Ainsi, sur la route de la traversée, nous avons conservé la tradition du pique-nique en installant, comme à Corossol, des carbets et des barbecues, pour éviter les feux sauvages. 

Des plans de gestion ont également présidé à l’aménagement de sites tels que la seconde chute du Carbet, le départ du sentier de la Soufrière ou la chute Moreau à Goyave.

Le Parc sécurise et balise les sentiers et ses panneaux d’information incitent à la promenade tout en donnant des recommandations pour l’utilisation de la nature. 

Protéger des espaces naturels et développer l’économie, n’est-ce pas contradictoire ? 

Non, à partir du moment où cela se fait à travers un plan de gestion et des conventions.

Les îlets Pigeon sont un bon exemple. La charte signée avec les clubs de plongée a permis de ramener la fréquentation de 100 000 à 80 000 personnes par an en proposant aux plongeurs des sites alternatifs.

L’objectif est d’éviter que les sites soient dégradés et de prévenir la perte d’activité qui en résulterait.

L’îlet Caret n’appartient pas au Cœur de parc… Vous voyez la différence ! Il n’est pas géré, donc sur-fréquenté : bivouacs, jet skis, ancres des bateaux… Il est voué à disparaître.

Juste à côté, l’îlet Fajou, lui, est protégé. Il est verdoyant et ses eaux abritent de grandes quantités de poissons. 

“Rappelons d’ailleurs, car les chiffres parlent d’eux-mêmes, qu’un euro investit par le Parc national rapporte 11 euros à l’économie guadeloupéenne.”

Notre démarche est basée sur le consensus.
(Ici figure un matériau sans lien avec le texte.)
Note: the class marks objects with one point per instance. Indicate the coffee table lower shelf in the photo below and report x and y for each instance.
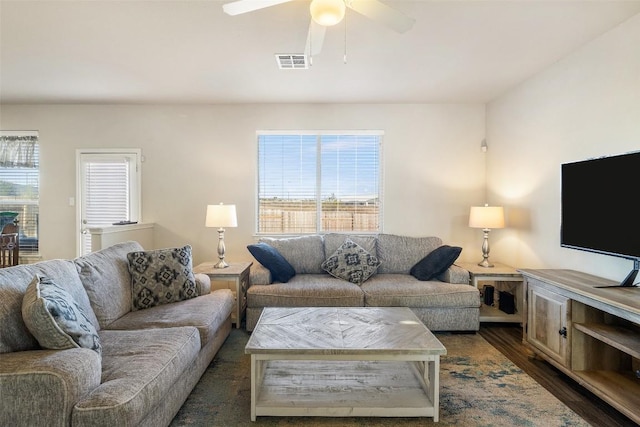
(339, 388)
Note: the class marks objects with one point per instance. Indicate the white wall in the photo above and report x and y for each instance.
(586, 105)
(202, 154)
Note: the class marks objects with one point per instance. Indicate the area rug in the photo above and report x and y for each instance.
(478, 387)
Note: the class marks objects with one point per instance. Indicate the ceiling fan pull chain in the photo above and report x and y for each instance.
(310, 47)
(345, 39)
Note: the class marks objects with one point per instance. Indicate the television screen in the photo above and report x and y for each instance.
(597, 206)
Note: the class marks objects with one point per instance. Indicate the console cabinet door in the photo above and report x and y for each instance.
(548, 323)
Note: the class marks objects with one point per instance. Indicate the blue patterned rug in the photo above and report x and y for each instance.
(478, 387)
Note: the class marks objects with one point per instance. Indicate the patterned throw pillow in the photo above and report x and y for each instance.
(55, 319)
(351, 262)
(161, 276)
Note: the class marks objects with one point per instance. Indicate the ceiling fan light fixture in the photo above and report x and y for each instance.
(327, 12)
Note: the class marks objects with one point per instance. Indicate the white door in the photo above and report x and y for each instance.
(108, 190)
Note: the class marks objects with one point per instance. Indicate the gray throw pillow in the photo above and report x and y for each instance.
(55, 319)
(351, 262)
(161, 276)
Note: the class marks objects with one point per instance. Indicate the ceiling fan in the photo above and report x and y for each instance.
(325, 13)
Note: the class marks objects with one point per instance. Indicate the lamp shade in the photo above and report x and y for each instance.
(486, 217)
(327, 12)
(221, 216)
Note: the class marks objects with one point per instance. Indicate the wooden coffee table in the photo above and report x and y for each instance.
(340, 362)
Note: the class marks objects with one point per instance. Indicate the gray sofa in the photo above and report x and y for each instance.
(446, 303)
(151, 358)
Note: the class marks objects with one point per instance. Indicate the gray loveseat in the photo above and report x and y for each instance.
(445, 303)
(151, 358)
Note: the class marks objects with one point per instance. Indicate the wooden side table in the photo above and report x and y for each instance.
(499, 273)
(237, 274)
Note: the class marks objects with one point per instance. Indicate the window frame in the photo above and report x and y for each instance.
(135, 184)
(36, 202)
(318, 134)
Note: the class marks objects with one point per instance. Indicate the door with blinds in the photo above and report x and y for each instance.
(108, 190)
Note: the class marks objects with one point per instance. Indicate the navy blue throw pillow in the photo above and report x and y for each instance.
(268, 256)
(436, 262)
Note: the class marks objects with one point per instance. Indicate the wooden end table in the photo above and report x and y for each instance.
(498, 273)
(238, 274)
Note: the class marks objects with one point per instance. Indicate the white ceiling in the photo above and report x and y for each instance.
(189, 51)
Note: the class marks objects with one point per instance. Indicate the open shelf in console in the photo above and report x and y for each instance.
(602, 333)
(625, 339)
(606, 356)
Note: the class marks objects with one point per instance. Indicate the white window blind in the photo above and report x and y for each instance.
(310, 183)
(109, 191)
(20, 185)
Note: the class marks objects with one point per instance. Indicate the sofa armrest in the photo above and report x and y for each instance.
(203, 283)
(51, 382)
(259, 274)
(455, 274)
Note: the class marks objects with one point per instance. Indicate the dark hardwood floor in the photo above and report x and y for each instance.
(508, 339)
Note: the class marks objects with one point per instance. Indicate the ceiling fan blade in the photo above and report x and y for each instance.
(244, 6)
(380, 12)
(315, 38)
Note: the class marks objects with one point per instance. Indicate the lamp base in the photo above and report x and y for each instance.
(221, 250)
(485, 263)
(221, 264)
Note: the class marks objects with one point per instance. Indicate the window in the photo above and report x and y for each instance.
(315, 183)
(20, 186)
(109, 190)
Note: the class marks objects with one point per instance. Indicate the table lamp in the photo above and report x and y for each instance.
(486, 217)
(221, 216)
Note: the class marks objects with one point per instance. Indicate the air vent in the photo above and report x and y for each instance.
(292, 61)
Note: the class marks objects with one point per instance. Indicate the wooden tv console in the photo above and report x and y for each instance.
(591, 334)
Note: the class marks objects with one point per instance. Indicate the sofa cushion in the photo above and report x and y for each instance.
(56, 319)
(40, 388)
(207, 313)
(397, 254)
(138, 368)
(332, 242)
(304, 253)
(106, 278)
(161, 276)
(269, 257)
(307, 290)
(351, 262)
(14, 334)
(403, 290)
(436, 262)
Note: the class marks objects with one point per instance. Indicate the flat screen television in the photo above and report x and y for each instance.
(597, 213)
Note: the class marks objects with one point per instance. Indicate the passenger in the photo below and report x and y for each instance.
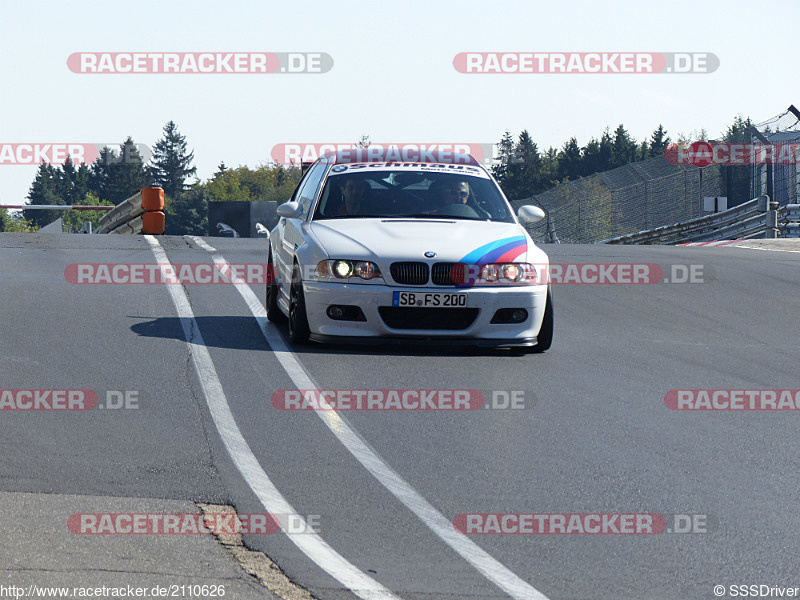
(450, 192)
(354, 193)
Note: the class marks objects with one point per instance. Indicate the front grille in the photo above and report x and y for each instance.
(449, 273)
(410, 317)
(410, 273)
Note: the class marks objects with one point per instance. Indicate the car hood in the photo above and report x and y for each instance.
(390, 239)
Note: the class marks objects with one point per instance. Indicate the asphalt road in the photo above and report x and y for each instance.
(594, 437)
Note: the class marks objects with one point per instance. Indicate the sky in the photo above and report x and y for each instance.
(392, 76)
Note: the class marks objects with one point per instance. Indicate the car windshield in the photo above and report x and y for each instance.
(407, 193)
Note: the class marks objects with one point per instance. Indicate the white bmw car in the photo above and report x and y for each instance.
(407, 251)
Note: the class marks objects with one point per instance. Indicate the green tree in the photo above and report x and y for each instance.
(624, 147)
(116, 177)
(74, 219)
(505, 157)
(187, 213)
(525, 173)
(569, 161)
(45, 189)
(171, 163)
(658, 142)
(14, 223)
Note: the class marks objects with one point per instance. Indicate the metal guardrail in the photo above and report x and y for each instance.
(792, 226)
(755, 218)
(141, 213)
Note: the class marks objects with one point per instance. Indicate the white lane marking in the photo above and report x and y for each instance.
(485, 563)
(766, 249)
(311, 544)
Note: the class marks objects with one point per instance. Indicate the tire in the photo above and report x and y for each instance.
(545, 337)
(274, 313)
(298, 320)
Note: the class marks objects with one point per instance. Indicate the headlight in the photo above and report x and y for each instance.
(506, 273)
(344, 269)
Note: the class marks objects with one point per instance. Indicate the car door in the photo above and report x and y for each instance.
(291, 230)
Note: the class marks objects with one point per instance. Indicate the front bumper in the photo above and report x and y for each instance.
(370, 297)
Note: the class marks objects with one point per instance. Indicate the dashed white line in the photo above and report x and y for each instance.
(482, 561)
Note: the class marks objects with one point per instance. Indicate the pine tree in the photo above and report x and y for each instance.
(569, 161)
(659, 141)
(171, 163)
(45, 189)
(624, 147)
(505, 156)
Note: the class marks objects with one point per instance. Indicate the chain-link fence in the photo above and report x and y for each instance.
(628, 199)
(779, 181)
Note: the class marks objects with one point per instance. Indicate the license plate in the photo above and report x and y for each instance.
(429, 299)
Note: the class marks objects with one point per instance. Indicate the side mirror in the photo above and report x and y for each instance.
(530, 214)
(290, 210)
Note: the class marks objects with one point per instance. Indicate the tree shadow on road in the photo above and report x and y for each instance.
(243, 333)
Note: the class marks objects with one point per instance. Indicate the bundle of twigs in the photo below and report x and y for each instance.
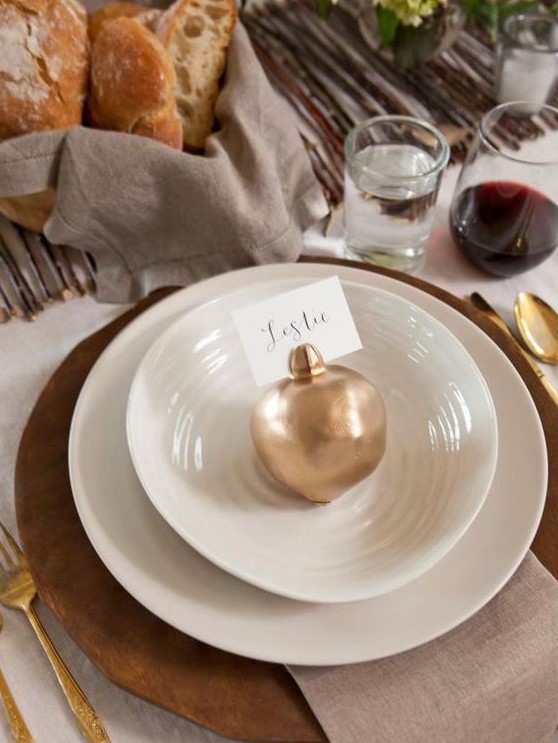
(333, 80)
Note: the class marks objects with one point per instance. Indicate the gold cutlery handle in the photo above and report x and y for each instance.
(89, 723)
(481, 304)
(20, 732)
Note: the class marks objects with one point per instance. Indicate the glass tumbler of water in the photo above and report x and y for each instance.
(527, 59)
(393, 168)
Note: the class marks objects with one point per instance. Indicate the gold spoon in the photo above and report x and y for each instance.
(20, 732)
(537, 323)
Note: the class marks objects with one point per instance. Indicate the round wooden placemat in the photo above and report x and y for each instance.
(231, 695)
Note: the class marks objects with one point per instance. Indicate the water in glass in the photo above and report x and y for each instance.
(389, 204)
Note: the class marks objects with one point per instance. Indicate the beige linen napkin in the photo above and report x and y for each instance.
(494, 679)
(152, 216)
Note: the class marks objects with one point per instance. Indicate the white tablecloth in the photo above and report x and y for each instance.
(30, 353)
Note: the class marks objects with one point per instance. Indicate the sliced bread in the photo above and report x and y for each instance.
(196, 34)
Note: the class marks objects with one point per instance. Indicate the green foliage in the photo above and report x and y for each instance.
(388, 24)
(489, 14)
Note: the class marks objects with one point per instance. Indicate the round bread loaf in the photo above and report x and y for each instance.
(147, 16)
(197, 34)
(44, 60)
(132, 83)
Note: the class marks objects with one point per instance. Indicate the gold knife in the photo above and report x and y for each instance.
(481, 304)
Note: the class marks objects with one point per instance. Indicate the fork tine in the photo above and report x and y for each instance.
(11, 541)
(10, 563)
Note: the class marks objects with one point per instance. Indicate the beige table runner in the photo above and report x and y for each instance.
(494, 679)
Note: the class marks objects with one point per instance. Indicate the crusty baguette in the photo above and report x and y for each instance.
(147, 16)
(44, 62)
(197, 33)
(132, 82)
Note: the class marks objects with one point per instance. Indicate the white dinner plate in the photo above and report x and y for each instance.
(176, 583)
(189, 436)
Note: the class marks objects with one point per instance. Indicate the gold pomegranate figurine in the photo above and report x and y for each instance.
(322, 431)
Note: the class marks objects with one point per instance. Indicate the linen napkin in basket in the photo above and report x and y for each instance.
(152, 216)
(494, 679)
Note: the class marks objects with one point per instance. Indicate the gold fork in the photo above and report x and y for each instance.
(20, 731)
(17, 591)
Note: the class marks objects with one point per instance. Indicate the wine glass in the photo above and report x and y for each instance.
(504, 212)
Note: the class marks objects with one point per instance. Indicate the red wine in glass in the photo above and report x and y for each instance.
(504, 228)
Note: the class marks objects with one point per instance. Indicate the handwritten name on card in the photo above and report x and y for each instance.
(317, 313)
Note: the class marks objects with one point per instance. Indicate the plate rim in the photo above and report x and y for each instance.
(168, 308)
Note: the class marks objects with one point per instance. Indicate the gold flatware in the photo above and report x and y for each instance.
(537, 323)
(17, 591)
(481, 304)
(20, 731)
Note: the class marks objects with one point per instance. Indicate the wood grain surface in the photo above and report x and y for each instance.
(234, 696)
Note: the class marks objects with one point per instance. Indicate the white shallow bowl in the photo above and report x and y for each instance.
(178, 585)
(188, 434)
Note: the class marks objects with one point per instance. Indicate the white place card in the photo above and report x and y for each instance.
(317, 314)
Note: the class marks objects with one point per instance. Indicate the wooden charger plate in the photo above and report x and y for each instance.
(231, 695)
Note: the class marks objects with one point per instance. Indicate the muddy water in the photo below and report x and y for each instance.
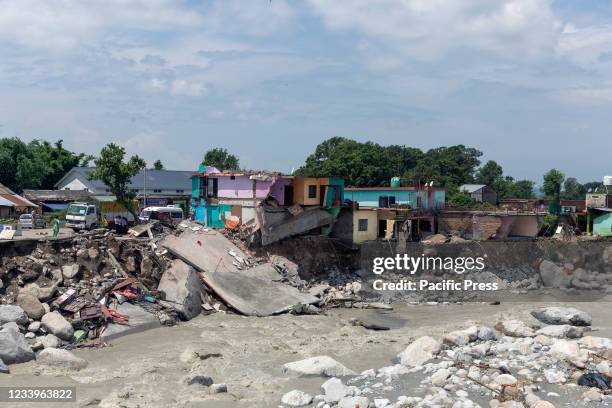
(144, 369)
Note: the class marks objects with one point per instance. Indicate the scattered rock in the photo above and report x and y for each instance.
(198, 379)
(354, 402)
(562, 315)
(296, 398)
(51, 341)
(56, 324)
(515, 328)
(334, 390)
(70, 271)
(420, 351)
(318, 366)
(13, 313)
(183, 289)
(31, 305)
(61, 358)
(561, 331)
(3, 367)
(14, 348)
(218, 388)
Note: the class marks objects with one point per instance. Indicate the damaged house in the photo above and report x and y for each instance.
(384, 212)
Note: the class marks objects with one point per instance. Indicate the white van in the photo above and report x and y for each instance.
(175, 213)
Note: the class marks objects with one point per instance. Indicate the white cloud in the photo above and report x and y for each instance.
(63, 24)
(429, 29)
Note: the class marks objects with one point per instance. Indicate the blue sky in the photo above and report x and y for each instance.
(528, 82)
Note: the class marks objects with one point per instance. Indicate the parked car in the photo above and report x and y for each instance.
(25, 221)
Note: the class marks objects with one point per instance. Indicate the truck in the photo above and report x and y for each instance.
(90, 216)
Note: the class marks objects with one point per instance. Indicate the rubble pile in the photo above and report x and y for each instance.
(70, 294)
(513, 365)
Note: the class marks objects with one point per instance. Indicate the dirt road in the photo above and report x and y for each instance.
(146, 369)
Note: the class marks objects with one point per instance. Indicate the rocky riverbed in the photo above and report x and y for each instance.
(226, 360)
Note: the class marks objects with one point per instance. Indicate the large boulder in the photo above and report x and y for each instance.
(70, 271)
(13, 313)
(515, 328)
(296, 398)
(564, 331)
(562, 315)
(183, 290)
(60, 358)
(318, 366)
(56, 324)
(420, 351)
(31, 305)
(14, 348)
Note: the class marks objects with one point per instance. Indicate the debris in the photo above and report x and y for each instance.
(296, 398)
(318, 366)
(56, 324)
(562, 315)
(61, 358)
(182, 290)
(14, 348)
(419, 351)
(12, 313)
(597, 380)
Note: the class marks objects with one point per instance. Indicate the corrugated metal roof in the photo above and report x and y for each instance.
(6, 203)
(155, 179)
(471, 188)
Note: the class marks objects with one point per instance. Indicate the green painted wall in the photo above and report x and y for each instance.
(602, 225)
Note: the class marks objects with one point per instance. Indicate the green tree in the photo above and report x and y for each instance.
(363, 164)
(116, 174)
(572, 189)
(461, 200)
(35, 165)
(522, 189)
(489, 173)
(221, 159)
(158, 165)
(552, 188)
(446, 166)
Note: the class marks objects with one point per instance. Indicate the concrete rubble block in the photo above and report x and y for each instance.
(354, 402)
(218, 388)
(296, 398)
(14, 348)
(569, 351)
(514, 328)
(595, 343)
(31, 305)
(334, 390)
(13, 313)
(60, 358)
(420, 351)
(562, 315)
(318, 366)
(561, 331)
(51, 341)
(70, 271)
(3, 367)
(56, 324)
(43, 293)
(461, 337)
(553, 276)
(183, 290)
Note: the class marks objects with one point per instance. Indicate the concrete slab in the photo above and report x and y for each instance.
(139, 320)
(207, 251)
(255, 296)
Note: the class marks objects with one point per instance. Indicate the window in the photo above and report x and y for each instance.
(363, 224)
(312, 191)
  1. Avec les chasseurs, pour préserver les espèces en voie d’extinction.
  2. Avec les pêcheurs, via une convention avec le comité régional des pêches de Guadeloupe, pour développer des pratiques durables et lutter contre la pêche illégale.

Cela dit, en cas d’urgence écologique, le Parc peut aussi faire inscrire une espèce sur la liste internationale des espèces protégées et demander à l’Etat de légiférer pour interdire son prélèvement pendant une période donnée. Ou, dans la même optique, encourager un arrêté préfectoral. 

La force du Parc provient de son indépendance.

Etablissement public financé par l’Etat dans le cadre de sa mission régalienne pour la biodiversité, il est suffisamment indépendant vis-à- vis du territoire pour ne pas subir la pression des acteurs locaux.

Or dans quel état serait la Guadeloupe si le Parc national n’existait pas ? 


Avec le succès des Ilets Pigeon où s’épanouit la superbe faune sous-marine antillaise, les adeptes de plongée rêvent de voir de nouvelles zones maritimes classées réserve naturelle.

De nouveaux périmètres, terrestres ou maritimes, devraient-ils être inscrits dans le Parc prochainement ? 

Si l’Agence régionale de biodiversité voit le jour, c’est tout l’archipel de Guadeloupe qui pourrait devenir Réserve mondiale de Biosphère.

Le programme Man and Biosphère de l’Unesco encourage les approches novatrices pour un développement économique respectueux des valeurs sociales, culturelles et écologiques. 


Vos différentes actions montrent la volonté du Parc de travailler au plus près de l’économie locale – voire d’être un booster de projets locaux.

La marque « Esprit parc national » a été créée dans ce sens, attribuée à des produits ou des services issus d’activités économiques qui préservent la biodiversité et les patrimoines.

Peut-on parler d’un engagement ?

C’est le bon mot ! Pendant trente ans, le Parc s’est intéressé à la valeur économique que la nature rend à notre pays.

C’est dans cette optique qu’a été créée la marque Esprit parc national, qui labellise une vingtaine d’acteurs locaux engagés dans une activité durable : le producteur de café Vanibel, le centre de plongée Eden plongée, le parc Jardin d’Eau… 

L’appel à projet Laliwondaj en est une autre illustration… 

Le Parc subventionne des micro-projets de développement durable tels que le Parc aquacole de Pointe-Noire, le Terra Festival ou la fête Noël Kakado à Vieux Habitants. 

En accueillant le congrès international ornithologique Birds Caribbean au Karibea Beach Hôtel, à Gosier, du 25 au 29 juillet, le Parc s’intéresse à des stratégies globales de préservation de la biodiversité planétaire…

Il n’y pas de frontières écologiques.

Le thème de ce 22e congrès, « An nou poté mannev pou zozio carayib volé » (Préservons les oiseaux de la Caraïbe), est une occasion unique de réunir les experts du monde entier, et singulièrement de la Caraïbe, pour actualiser nos connaissances et proposer des mesures de sauvegarde.